Eleven-year old Delphine and her two younger sisters travel to Oakland, California to spend the summer with a mother they barely know. Their mother, a poet and printer, gives them a cold welcome and wants them to attend a nearby Black Panther summer camp. The book explores some great themes, such as race, prejudice, friendship, abandonment, identity, and art and culture. It requires one to check one’s assumptions continuously along the way.

Our language arts periods have been dedicated to discussing the book, learning vocabulary (from civilized to wino), and working on reading fluency. The book has brought up a lot of great questions by the students. Fortunately, some of these questions can be answered by people who lived during these times including their grandparents.

The fourth and fifth graders have thus written letters to grandparents, as well as colleagues and friends of their teacher. They are eagerly awaiting responses via snail mail to hear firsthand accounts of how it was to live during the tumultuous 1960s.

We'll post some of what they learn in another blog post soon.

 

Why Do We Teach Cursive Writing?

From Grade 2/3 Mentor, Mary Fettig. Mary is a long-time Waldorf teacher working with new grades teacher Laurie Kozar this year.

Cursive writing is traditionally taught in Waldorf schools in grades two or three. After an imaginative introduction to the alphabet given in grade one, students are then ready for more writing challenges, and writing in script, known as cursive writing, allows them to work with greater speed and dexterity.

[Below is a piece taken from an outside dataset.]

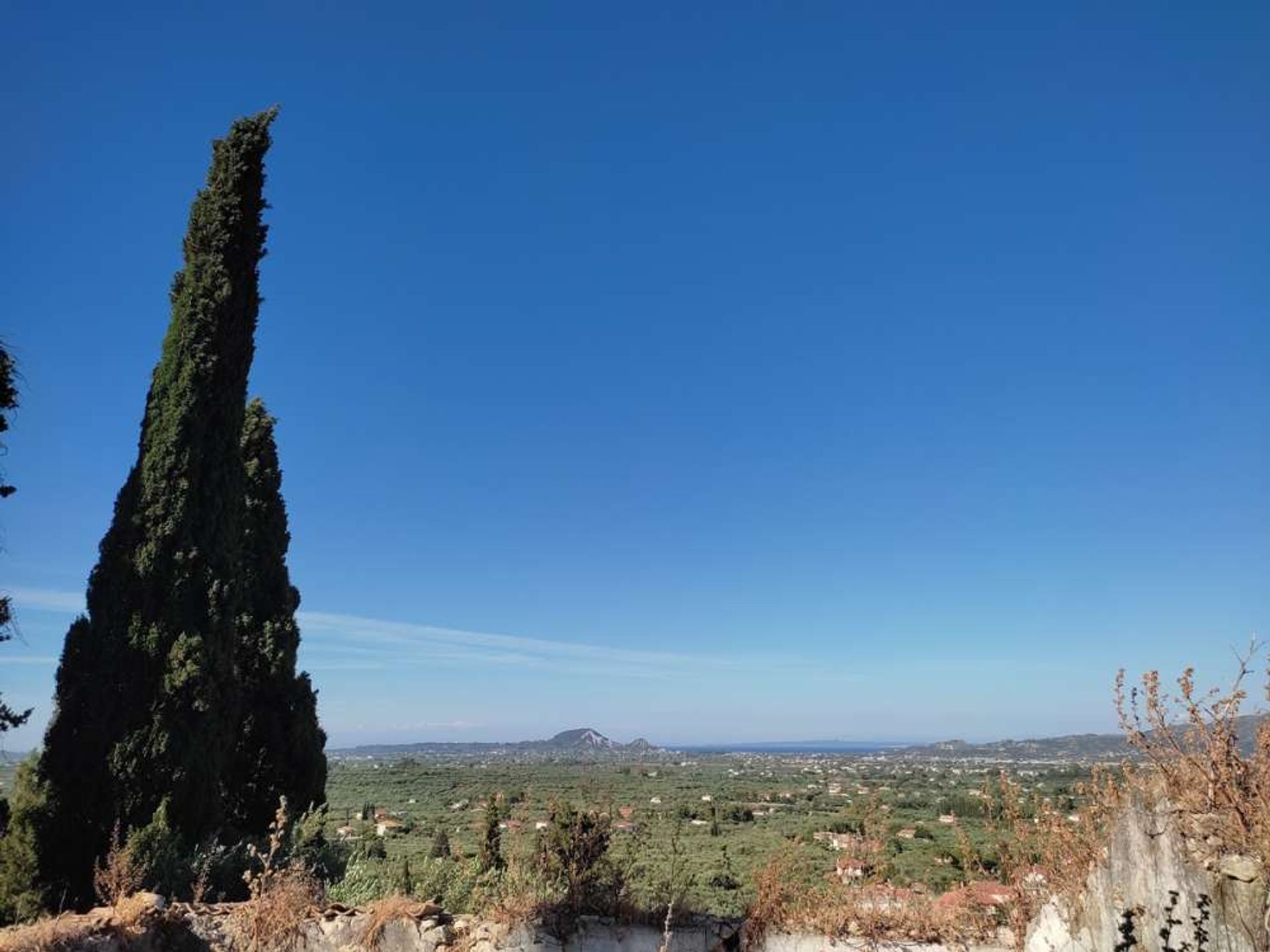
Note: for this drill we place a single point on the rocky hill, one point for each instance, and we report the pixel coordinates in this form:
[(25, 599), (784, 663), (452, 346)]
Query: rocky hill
[(1066, 749), (581, 743)]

But cursive writing is so much more than that! It is a brain builder. Neurologically, learning to write in script, verses printing or keyboarding, strengthens eye-hand coordination, aids in visual and tactile coordination, and builds lifelong muscle memory. Since all lowercase letters begin at the same baseline, it is less difficult for students to reverse their letters. The spacing of words is controlled by the lifting of the pencil as each word is finished, thus helping students to see the form of words and the natural pauses in our language. 

Studies have found that writing in script, since it is faster, has a direct correlation to future essay writing, as the student is able to get ideas out and onto the paper more rapidly. Writing in script boosts cognitive development by supporting functional specialization--the capacity for optimal efficiency. Also, with all the looping and crossing over in cursive writing, pathways between the left and right sides of the brain are opened up and reinforced.

Let’s not leave out historians who cite the importance of cursive writing as it is needed to read historical documents. Lastly, it is truly an art form, one that we should not let fall to the wayside. A handwritten note is a treasure as any parent or grandparent can attest to. A will-building, brain-building activity that helps unite us is a win-win for all.